DDAE++ × Lightning-DiT

This is a multi-gpu PyTorch implementation of the latent-space experiments in paper DDAE++: Enhancing Diffusion Models Towards Unified Generative and Discriminative Learning.

TL;DR

Self-conditioning: We enhance diffusion architectures (e.g., UNet, UViT, DiT) by conditioning the decoding layers on features encoded by themselves. It is simple to implement, yet jointly improves both generation and representation quality at almost no cost.
Contrastive self-distillation: This also facilitates effective integration of contrastive regularizations, which further boost linear probing accuracy without sacrificing FID.
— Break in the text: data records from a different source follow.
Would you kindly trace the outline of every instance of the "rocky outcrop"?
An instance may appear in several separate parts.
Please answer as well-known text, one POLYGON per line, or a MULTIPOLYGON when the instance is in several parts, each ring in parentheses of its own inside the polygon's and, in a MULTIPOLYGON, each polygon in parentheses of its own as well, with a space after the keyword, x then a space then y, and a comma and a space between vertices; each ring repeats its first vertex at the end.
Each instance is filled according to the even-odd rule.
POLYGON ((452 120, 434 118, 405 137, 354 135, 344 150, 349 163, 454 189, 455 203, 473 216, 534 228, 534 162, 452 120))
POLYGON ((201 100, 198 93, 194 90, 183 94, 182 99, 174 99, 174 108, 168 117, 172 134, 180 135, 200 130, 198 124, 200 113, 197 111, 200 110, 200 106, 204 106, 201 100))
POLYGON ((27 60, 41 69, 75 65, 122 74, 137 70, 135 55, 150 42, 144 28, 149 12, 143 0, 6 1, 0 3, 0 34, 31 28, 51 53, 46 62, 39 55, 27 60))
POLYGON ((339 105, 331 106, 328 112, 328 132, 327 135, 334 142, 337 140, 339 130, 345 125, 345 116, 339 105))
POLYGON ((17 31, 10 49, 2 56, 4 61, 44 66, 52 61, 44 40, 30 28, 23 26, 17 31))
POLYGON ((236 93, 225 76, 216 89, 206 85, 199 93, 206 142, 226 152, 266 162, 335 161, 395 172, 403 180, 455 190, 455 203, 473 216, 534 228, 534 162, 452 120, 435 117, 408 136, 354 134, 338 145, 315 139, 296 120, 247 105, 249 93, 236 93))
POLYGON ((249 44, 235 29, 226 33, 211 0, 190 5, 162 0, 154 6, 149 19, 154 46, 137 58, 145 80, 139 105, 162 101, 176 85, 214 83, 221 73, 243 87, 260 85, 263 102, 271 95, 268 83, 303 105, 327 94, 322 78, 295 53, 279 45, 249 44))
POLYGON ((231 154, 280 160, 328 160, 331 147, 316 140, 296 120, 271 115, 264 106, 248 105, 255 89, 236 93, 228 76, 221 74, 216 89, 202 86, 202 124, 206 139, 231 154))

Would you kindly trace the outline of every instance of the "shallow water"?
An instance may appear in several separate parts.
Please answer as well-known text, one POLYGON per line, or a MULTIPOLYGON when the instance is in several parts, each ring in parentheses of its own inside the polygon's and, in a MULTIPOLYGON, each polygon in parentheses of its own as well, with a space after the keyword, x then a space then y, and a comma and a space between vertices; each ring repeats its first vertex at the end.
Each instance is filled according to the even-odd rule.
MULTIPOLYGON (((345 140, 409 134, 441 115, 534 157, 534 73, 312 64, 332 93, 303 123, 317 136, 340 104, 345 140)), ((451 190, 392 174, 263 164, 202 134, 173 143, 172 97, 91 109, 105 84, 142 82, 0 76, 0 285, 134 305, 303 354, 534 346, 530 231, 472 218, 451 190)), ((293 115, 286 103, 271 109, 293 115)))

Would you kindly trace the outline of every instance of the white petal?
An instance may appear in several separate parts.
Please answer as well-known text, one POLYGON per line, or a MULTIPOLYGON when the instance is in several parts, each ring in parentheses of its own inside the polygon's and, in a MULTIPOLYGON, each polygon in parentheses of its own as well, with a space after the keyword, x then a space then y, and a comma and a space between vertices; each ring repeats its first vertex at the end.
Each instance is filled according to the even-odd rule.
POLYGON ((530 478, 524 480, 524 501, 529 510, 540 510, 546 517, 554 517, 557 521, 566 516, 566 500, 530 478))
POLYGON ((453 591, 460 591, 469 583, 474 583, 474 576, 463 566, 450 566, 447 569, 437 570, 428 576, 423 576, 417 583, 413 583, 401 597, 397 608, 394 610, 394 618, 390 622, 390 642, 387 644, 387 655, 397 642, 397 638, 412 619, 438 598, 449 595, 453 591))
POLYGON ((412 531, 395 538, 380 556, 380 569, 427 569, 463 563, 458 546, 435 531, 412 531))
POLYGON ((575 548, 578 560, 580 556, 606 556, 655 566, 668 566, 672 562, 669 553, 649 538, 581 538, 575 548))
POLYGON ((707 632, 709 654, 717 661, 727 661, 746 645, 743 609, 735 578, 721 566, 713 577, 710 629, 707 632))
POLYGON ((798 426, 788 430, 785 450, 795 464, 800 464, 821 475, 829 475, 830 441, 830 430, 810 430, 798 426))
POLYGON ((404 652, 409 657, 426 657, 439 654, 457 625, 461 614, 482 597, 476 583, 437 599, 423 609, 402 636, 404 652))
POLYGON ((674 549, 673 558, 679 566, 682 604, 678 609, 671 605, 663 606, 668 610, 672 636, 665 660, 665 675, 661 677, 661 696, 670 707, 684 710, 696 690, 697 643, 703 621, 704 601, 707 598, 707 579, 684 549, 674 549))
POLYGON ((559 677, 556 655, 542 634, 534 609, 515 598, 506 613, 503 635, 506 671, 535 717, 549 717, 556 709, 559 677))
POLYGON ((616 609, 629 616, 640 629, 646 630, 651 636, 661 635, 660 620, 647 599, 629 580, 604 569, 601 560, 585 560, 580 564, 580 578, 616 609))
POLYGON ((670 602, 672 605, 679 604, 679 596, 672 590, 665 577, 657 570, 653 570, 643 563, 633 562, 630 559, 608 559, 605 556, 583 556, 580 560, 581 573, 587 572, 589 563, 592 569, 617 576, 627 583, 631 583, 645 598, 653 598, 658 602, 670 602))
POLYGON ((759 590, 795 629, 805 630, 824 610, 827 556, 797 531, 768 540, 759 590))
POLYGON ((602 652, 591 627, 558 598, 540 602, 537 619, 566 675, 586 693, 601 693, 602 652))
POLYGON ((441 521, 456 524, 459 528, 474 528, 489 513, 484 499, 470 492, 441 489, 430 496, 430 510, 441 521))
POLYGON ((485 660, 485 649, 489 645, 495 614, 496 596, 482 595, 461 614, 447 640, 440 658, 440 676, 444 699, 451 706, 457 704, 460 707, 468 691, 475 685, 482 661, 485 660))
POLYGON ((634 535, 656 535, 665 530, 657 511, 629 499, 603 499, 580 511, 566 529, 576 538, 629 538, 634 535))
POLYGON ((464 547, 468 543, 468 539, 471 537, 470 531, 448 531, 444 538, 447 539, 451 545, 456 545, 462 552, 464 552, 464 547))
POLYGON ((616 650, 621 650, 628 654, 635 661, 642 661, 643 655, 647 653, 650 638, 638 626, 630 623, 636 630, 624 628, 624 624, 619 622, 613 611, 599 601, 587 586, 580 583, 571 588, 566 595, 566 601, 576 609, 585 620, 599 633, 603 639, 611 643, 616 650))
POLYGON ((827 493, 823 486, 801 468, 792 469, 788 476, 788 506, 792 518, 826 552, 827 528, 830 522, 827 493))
Connection to concurrent works

Enhancing diffusion models with external knowledge
- (REPA) Representation Alignment for Generation: Training Diffusion Transformers Is Easier Than You Think
- (LSEP) No Alignment Needed for Generation: Learning Linearly Separable Representations in Diffusion Models
Enhancing diffusion models in self-supervised manner
- (SRA) No Other Representation Component Is Needed: Diffusion Transformers Can Provide Representation Guidance by Themselves
- (DispLoss) Diffuse and Disperse: Image Generation with Representation Regularization

Results on ImageNet-1k (256x256)

Our approach concurrently enhances generation quality (FID and IS, w/ and w/o CFG) and representation quality (linear probing accuracy and ADE20K/VOC2012 segmentation mIoU). The effectiveness is demonstrated across DiT-B/L/XL models in class-conditional/unconditional settings. See more results in the paper.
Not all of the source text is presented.